Battle with the self
Cancer creates a rupture in life as we have known until now. What we think of ourselves, our place in the world, and our expectations are all shattered.
My mother was a person of immense bravery. That she was an extraordinary woman is an understatement. It is very hard to lie on the verge of life and be a silent observer, where you were once an active participant in all that happened around you. Courage comes in many forms. For someone as fiercely independent as my mother, learning to accept her helplessness with grace was an act of courage.
Struggling every moment, between the ‘I can’t’ of the body and ‘I can and I want to’ of the mind, an epic battle with the self, is a form of heroism.
To know that the disease is unrelenting, and yet not giving up, shows her tremendous grit.
Looking in the eye, her own mortality, unafraid, she chose to go on with all the physical strength and emotional maturity she could summon.

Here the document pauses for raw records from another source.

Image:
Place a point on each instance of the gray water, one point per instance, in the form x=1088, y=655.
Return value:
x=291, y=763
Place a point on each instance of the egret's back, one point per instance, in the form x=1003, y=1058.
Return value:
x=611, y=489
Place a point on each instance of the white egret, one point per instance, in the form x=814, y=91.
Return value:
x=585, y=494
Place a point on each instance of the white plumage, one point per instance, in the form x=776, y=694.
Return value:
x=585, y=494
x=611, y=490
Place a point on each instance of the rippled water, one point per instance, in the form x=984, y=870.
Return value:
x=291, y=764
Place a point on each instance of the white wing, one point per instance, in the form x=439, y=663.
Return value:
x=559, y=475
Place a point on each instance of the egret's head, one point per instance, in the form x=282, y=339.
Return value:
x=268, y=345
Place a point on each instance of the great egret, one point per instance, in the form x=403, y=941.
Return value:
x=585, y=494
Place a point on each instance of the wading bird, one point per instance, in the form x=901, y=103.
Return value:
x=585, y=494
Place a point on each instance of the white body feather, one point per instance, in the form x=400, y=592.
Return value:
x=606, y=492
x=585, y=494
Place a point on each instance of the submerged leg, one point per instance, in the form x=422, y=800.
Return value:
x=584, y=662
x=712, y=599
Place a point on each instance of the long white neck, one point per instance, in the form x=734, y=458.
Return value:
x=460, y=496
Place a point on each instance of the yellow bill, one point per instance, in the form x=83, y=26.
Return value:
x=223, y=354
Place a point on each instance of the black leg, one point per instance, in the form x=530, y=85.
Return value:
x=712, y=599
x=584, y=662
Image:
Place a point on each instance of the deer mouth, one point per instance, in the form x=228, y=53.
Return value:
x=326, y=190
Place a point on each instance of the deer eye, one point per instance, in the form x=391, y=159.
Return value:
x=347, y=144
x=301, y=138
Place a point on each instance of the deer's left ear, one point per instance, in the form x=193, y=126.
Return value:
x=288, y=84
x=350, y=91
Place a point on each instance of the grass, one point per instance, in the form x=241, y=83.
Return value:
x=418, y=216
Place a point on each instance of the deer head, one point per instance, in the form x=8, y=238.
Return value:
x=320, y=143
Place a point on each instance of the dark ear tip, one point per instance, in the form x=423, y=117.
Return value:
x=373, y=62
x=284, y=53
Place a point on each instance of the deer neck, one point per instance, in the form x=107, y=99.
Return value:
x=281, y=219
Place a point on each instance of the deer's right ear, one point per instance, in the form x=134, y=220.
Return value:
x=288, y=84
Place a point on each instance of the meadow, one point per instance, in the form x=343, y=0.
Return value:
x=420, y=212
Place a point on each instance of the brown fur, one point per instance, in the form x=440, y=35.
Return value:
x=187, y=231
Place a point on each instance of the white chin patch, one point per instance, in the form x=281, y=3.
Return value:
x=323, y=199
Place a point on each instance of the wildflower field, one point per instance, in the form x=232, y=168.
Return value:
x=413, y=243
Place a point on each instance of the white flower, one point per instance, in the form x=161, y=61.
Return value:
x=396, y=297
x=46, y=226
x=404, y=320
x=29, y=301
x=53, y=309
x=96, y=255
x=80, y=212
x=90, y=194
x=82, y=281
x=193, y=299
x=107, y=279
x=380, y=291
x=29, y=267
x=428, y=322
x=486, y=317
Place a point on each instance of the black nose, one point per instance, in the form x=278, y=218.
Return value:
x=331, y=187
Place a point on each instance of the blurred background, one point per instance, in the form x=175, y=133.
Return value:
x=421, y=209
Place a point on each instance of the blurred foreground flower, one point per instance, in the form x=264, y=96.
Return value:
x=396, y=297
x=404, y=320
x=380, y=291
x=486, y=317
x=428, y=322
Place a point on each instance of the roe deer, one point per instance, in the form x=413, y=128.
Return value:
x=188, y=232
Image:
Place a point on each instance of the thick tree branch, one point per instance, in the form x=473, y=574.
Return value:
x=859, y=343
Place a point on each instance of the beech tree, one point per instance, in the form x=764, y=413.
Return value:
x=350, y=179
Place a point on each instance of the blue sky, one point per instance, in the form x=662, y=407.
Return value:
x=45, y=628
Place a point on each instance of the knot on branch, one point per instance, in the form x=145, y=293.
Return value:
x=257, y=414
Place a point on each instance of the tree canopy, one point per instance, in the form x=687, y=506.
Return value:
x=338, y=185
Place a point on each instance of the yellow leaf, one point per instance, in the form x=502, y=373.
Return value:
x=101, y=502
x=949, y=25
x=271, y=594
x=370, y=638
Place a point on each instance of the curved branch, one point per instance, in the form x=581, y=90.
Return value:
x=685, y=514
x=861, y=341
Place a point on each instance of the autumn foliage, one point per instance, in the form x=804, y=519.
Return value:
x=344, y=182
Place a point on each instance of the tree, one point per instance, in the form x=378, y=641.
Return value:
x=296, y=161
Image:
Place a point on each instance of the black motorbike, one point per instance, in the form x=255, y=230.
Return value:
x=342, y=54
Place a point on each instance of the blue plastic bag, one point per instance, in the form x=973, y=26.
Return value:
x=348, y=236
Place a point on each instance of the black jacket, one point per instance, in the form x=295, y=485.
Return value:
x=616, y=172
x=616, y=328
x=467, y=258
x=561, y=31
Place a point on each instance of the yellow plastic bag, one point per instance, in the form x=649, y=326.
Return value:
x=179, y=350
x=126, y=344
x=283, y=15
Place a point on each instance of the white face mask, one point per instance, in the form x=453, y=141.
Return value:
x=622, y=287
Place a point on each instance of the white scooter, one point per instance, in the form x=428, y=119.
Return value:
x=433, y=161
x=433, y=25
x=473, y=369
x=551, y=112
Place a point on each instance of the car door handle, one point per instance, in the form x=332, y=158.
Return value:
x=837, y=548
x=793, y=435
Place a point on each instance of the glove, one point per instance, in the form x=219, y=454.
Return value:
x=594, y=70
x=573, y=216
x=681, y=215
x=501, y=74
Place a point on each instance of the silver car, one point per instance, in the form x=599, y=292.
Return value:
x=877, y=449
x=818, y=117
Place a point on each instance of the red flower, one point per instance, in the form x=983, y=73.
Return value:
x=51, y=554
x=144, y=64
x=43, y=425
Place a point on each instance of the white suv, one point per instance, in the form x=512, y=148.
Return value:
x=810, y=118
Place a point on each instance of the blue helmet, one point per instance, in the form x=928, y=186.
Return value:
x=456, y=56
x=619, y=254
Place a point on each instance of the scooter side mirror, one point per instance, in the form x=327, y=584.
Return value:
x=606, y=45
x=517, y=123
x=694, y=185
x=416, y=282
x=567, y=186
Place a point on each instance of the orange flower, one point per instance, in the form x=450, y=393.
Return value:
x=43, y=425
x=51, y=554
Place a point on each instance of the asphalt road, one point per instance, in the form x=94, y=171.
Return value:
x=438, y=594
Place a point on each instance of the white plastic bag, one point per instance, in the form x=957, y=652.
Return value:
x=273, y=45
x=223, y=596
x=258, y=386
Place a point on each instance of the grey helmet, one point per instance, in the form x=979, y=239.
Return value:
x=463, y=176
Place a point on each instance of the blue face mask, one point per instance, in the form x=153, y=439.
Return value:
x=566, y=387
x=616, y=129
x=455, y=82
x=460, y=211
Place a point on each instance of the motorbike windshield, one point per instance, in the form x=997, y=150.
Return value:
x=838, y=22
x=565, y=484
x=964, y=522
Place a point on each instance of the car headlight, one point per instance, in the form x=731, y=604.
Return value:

This resilience was an intensely hard-won glory, “the product of intentional character-sculpting, the slow and systematic chiseling away of our childish impulses for tantrums and for instant self-gratification.” It required an extraordinary force of mind and character.
“He who has a why to live for can bear with almost anyhow,” so what were Mom’s ‘whys’? Her deep love of art and making beautiful things gave a purpose. Her deep unflinching faith in Krishna gave her the resilience to carry on. He sent her way she accepted, stoically, like His prasad. There was no pitying ‘why me’. Instead, the shocking diagnosis elicited the response ‘why not me’. This acceptance and faith created a sense of tranquillity and serenity. It enabled her to transform the sufferings inflicted by life into an inner strength. In the vast chaos of uncertainty and devastation her spirituality, and reaching towards something intangible but deep and uplifting, made her the master of the greatest of all arts – the art of living.
Editor’s Note: Vandana Kanoria’s mother passed away at the age of 81 a few days before the publication of this article.